El colegio: párvulos
De la vez que mi padre me llevó a la huerta, donde había estado trabajando, para ver a sus antiguos compañeros. Las veces que se lo referí a mi madre y a mi padre, ya de mayor, me decían que era imposible que me acordara siendo tan pequeño, hasta que les di los detalles y se convencieron.
De la primera vez que fui al colegio, a la clase de párvulos, todo contento pues me parecía que ya era muy mayor y porque llevaba un babi nuevecito, blanco, con rayas azul clarito cruzadas, formando cuadritos y con mi nombre bordado por mi madre en el bolsillo del pecho.
De cuando vi a mis dos "señoritas" -así se las llamaba entonces- por primera vez, una alta y gruesa, la otra baja y delgada.
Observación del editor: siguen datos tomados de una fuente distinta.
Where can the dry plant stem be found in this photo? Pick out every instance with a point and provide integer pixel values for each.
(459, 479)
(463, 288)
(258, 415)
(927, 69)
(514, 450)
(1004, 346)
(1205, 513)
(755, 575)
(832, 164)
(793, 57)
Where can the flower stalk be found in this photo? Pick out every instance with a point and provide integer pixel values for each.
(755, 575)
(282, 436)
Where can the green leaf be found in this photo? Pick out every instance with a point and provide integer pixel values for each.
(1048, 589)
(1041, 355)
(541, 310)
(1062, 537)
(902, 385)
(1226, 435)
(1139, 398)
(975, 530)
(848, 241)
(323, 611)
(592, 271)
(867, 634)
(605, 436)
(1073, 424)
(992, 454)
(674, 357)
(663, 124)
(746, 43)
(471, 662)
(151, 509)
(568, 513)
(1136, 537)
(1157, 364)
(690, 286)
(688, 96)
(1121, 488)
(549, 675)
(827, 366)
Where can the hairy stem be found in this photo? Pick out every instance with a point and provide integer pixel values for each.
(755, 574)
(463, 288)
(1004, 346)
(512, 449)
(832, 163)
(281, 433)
De cuando me llevaron de la mano a la clase de párvulos y que cuando las vi se me quitaron las ganas de ir al colegio. Ya en días sucesivos fui enterándome bien de cómo eran, cómo actuaban con nosotros, los niños y niñas del parvulario, así de cómo iban vestidas.
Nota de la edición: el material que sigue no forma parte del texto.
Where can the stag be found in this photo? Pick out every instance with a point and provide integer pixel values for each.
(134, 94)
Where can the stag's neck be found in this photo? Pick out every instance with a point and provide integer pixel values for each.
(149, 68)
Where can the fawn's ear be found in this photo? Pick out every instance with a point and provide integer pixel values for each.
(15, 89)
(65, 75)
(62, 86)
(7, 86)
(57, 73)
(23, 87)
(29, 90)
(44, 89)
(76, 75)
La más alta, la gruesa, que aunque parecía la más joven no lo era, llevaba una rebeca de punto de color marrón, abrochada por tan sólo dos botones, ya que no tenía más, por encima de su prominente barriga. No recuerdo cuantos la faltaban, pero sí que había ojales que no confrontaban con ninguno.
De la cintura hasta justo sobre las rodillas, se tapaba con una falda azul marino de tubo -bastante tiempo más tarde supe que se llamaban así- con forma de saco y dada de sí en extremo a la altura de su voluminoso y alto trasero.
Calzaba zapatos altos, no de tacón, o botas cortas ortopédicas de color marrón tirando a rojo, muy sucias y torcidas hacia afuera, con los tacones y suelas bastante gastados por el lado exterior, debido, seguramente, a las malformaciones de los pies y de las piernas, pues era patiestevada.
Esto lo pude comprobar la primera vez que la vi moverse de “su sitio”; el sillón de asiento plano y respaldo de madera con reposabrazos, que estaba en un rincón, tras la mesa que cerraba el triángulo formado por ella y las dos paredes de la clase.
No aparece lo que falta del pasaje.